*/****
starring Tom Cruise, Philip Seymour Hoffman, Ving Rhames, Billy Crudup
screenplay by Alex Kurtzman & Roberto Orci & J.J. Abrams
directed by J.J. Abrams
by Walter Chaw SPOILER
WARNING IN EFFECT. That classic combination of a film that doesn't make
any sense with one that doesn't inspire anyone to invest an iota of
emotion in giving a crap, J.J. Abrams's Mission: Impossible
III (hereafter M:i:III) isn't convoluted
like the first two instalments so much as it's just incoherent and
loud. It's the camera-in-a blender-school of action filmmaking: There's
so little understanding of spatial relationships that the whole thing
plays like that Naked Gun gag where the gunfight is
taking place between two people within arm's reach of one another. An
extended heist sequence set in Vatican City, for instance, features the
four members of IMF ("Impossible Mission Force") hotshot Ethan Hunt's
(Tom Cruise) team (Ving Rhames, Jonathan Rhys Meyers, and the requisite
hot Asian chick (Maggie Q)) running around in completely anonymous
locations, sticking doodads to walls, and confirming to one another
that they're "ready" and "in place." But without knowledge of their
plan, their location (respective to one another and their goal,
whatever that might be), their peril, or the stakes, you're left with
four people doing something for some reason, necessitating our
willingness to play along with the charade that we know who these
people are, what their goal is, and why we should care.

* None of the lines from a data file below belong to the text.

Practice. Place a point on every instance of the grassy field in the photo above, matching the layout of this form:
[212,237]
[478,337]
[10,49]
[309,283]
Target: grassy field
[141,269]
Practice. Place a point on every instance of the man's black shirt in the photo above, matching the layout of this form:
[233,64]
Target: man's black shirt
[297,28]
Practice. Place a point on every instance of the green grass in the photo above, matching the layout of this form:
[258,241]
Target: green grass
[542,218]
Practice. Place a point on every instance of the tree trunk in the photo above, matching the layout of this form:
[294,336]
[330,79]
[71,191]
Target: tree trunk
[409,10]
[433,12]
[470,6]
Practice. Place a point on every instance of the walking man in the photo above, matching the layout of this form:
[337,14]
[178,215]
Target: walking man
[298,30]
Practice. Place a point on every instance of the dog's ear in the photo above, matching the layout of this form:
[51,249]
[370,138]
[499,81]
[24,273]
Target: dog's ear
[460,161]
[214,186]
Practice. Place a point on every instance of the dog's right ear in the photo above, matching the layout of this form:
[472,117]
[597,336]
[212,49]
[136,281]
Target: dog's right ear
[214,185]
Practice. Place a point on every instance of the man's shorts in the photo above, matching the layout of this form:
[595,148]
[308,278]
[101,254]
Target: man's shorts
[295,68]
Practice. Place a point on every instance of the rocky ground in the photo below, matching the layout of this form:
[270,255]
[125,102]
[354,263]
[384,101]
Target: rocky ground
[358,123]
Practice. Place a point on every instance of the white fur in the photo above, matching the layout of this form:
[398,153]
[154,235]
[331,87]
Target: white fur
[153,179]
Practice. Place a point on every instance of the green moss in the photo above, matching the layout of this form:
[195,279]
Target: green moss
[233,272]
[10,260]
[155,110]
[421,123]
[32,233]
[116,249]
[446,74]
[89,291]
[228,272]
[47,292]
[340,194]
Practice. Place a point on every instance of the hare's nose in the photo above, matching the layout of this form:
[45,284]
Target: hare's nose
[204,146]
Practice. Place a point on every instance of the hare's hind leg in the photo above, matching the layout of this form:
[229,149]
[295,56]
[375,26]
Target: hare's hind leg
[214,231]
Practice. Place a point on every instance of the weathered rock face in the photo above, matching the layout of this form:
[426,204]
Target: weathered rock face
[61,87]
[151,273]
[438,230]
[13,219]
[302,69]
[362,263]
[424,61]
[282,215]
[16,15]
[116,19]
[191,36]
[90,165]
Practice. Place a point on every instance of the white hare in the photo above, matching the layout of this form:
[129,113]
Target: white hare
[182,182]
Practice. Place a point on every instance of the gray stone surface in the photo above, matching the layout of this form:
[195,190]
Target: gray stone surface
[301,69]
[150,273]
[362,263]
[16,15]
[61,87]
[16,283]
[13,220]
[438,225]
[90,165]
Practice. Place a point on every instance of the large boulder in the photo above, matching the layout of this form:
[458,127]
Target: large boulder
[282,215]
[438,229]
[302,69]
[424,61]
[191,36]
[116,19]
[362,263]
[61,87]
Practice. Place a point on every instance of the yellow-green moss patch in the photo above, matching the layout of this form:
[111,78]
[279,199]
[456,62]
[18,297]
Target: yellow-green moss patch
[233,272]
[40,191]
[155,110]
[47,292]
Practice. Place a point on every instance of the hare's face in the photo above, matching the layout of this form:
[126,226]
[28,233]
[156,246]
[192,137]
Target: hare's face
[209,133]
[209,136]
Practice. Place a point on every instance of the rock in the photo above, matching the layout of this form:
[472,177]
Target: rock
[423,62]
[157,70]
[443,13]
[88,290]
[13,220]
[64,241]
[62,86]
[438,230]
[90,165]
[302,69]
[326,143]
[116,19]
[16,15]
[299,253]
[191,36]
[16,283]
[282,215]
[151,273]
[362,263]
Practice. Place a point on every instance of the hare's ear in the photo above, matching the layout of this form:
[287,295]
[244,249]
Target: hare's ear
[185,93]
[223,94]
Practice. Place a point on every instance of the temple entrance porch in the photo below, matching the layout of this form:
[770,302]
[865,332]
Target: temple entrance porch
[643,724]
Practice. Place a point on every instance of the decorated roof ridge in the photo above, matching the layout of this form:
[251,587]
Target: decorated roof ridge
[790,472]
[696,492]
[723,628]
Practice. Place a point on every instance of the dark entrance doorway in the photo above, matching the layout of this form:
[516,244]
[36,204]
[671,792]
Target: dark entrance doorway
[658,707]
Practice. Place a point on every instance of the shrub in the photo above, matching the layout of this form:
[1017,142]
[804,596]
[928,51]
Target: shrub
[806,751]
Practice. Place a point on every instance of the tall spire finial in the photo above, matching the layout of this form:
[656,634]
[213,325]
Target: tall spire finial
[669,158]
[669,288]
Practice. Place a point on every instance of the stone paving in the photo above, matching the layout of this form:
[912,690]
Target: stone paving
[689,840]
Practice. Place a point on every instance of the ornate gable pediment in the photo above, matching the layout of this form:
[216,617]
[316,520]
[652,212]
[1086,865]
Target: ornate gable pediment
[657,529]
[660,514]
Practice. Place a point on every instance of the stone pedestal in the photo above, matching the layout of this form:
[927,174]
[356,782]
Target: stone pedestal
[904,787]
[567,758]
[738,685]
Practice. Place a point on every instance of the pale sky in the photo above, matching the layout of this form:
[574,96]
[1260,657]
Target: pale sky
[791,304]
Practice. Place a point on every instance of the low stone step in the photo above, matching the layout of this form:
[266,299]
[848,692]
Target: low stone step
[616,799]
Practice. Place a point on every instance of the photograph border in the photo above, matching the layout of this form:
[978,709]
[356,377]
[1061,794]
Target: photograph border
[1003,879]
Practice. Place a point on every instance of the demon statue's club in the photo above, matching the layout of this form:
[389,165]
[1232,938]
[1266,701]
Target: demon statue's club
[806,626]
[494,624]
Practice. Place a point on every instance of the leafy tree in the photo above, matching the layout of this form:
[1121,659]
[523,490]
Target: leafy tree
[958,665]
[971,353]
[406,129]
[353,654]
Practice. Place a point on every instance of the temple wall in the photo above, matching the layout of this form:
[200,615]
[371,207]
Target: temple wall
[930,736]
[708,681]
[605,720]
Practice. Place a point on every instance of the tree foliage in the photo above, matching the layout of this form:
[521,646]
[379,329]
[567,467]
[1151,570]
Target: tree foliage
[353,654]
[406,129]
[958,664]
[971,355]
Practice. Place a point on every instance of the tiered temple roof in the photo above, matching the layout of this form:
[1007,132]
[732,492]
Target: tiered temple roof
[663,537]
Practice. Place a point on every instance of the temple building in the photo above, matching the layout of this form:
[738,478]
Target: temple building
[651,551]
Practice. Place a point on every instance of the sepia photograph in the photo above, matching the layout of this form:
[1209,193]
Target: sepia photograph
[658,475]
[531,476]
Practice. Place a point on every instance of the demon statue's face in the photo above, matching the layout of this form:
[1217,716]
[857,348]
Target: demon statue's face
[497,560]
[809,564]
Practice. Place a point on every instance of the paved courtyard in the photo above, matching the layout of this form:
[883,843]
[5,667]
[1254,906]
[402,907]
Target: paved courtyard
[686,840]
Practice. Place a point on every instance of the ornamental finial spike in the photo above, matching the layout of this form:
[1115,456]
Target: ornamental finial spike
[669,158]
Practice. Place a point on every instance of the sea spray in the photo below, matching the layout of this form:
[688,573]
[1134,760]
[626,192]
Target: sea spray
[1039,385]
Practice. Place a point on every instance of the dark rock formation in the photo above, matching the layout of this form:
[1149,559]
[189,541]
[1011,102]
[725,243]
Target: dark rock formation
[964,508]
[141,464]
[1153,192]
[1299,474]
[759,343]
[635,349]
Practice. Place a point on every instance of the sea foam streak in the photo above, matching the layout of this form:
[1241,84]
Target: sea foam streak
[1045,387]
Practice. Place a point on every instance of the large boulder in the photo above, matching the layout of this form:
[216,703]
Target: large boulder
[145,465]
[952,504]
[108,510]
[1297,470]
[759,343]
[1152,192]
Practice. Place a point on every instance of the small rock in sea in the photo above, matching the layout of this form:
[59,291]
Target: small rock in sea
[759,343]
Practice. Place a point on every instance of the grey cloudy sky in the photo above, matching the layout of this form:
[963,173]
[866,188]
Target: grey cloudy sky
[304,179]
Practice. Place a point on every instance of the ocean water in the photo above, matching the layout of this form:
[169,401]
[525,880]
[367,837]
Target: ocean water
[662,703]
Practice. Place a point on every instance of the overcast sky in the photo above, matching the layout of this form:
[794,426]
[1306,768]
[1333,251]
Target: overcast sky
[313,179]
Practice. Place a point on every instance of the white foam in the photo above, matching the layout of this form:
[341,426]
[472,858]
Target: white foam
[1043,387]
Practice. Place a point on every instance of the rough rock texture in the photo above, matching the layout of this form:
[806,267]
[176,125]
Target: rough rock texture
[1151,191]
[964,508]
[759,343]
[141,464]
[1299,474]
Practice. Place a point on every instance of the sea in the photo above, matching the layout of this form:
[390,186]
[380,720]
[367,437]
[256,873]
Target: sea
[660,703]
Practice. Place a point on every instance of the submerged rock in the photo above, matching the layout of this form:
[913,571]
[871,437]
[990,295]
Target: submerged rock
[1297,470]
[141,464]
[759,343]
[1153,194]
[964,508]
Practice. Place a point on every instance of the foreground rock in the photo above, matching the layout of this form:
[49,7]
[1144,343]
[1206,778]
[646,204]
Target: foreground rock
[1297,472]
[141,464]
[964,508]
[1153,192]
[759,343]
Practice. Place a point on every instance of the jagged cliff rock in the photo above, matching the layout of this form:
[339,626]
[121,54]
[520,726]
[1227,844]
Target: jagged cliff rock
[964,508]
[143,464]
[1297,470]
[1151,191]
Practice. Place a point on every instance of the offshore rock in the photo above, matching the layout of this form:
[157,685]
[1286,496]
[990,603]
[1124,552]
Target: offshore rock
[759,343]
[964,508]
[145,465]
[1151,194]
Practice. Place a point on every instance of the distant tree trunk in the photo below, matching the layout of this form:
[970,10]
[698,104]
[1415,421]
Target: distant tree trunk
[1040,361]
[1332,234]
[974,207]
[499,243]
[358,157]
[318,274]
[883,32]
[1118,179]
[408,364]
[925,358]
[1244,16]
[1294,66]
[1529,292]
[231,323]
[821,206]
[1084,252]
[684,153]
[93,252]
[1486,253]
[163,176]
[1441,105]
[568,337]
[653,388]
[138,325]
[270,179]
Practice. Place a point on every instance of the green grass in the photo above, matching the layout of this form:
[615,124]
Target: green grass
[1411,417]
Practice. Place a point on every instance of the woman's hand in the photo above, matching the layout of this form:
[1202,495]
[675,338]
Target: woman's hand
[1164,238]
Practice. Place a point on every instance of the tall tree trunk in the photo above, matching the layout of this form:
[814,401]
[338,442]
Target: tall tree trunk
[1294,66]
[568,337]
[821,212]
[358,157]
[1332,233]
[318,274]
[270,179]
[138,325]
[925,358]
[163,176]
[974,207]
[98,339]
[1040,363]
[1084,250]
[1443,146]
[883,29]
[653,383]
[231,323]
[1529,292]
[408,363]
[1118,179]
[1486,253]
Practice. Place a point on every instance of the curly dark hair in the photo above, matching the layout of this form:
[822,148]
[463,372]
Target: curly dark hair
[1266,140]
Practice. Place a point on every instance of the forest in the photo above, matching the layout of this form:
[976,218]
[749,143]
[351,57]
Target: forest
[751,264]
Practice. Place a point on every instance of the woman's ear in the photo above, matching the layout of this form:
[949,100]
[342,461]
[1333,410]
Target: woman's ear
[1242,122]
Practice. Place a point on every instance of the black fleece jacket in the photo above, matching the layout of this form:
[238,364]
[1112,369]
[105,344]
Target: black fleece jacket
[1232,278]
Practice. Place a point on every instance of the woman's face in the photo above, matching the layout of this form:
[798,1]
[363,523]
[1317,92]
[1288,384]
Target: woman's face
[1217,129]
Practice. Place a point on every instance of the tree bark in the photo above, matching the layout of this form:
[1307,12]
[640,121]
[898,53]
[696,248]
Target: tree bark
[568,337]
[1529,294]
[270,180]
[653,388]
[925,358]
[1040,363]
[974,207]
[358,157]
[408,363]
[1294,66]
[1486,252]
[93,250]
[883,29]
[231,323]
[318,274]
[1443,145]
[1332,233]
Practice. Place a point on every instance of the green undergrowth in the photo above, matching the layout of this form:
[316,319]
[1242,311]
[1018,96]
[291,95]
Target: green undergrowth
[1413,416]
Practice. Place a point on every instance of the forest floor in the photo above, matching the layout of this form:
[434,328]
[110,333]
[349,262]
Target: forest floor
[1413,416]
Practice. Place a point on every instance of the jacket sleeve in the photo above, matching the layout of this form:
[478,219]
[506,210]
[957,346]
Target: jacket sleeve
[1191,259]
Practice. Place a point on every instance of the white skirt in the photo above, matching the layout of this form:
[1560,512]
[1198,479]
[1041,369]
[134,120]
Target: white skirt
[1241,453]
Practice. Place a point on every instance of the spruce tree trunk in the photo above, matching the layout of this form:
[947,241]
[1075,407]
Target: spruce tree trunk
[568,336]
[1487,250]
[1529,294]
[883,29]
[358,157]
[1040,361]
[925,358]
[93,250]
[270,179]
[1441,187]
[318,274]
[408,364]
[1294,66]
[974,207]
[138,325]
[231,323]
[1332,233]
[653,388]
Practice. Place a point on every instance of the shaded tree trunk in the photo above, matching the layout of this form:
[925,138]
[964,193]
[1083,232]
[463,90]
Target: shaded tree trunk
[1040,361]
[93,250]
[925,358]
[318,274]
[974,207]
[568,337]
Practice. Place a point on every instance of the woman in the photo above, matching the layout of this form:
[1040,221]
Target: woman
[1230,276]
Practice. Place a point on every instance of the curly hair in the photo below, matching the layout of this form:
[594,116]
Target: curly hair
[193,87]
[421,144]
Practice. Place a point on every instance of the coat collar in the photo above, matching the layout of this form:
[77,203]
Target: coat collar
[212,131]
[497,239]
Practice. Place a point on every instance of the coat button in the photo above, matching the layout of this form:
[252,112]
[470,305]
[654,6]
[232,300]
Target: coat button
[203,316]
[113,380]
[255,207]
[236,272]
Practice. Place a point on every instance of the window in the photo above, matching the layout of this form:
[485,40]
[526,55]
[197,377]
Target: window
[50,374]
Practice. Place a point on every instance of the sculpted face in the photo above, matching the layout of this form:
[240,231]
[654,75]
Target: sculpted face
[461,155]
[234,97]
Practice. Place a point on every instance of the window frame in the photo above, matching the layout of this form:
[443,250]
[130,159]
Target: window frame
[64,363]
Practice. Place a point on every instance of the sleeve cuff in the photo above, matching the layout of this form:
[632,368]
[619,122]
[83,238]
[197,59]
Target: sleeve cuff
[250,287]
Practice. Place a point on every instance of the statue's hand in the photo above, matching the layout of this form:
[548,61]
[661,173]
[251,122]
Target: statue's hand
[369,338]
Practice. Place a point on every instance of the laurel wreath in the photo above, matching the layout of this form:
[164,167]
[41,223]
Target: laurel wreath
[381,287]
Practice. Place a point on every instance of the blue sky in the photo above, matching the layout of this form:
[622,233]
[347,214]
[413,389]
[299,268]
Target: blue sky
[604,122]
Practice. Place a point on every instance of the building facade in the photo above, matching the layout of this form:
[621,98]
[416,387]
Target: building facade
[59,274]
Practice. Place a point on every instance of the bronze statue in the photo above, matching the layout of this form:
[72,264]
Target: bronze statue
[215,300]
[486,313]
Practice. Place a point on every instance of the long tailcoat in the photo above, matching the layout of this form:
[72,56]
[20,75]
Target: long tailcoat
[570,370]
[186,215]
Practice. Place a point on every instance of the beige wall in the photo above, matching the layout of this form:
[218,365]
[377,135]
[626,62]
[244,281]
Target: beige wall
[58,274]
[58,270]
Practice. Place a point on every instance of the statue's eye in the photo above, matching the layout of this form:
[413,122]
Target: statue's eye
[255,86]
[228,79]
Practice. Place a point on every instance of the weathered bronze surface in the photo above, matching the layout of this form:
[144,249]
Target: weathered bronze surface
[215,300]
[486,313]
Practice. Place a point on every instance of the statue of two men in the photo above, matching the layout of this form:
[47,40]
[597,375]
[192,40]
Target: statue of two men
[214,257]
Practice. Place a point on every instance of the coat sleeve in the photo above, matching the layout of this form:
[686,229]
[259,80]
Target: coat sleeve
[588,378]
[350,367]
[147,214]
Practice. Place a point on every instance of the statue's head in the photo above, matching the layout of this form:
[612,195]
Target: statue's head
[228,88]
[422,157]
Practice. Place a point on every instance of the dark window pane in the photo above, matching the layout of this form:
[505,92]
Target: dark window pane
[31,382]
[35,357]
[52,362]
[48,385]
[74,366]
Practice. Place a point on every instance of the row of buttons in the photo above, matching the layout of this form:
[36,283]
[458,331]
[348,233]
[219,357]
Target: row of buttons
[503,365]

Consider a
helicopter chase through a wind farm, too, and the many lovely visuals
that such an enticing premise suggests--then look to the end-product,
which is a lot of tight shots of helicopters in the middle of the
night, parts of giant windmills, a bad soundtrack, and multiple decibel
screaming about "incoming" and "they've got a lock on us." Who does?
And where are they going on that wind farm? And why does the promise of
an instrument-factory explosion induce yawns?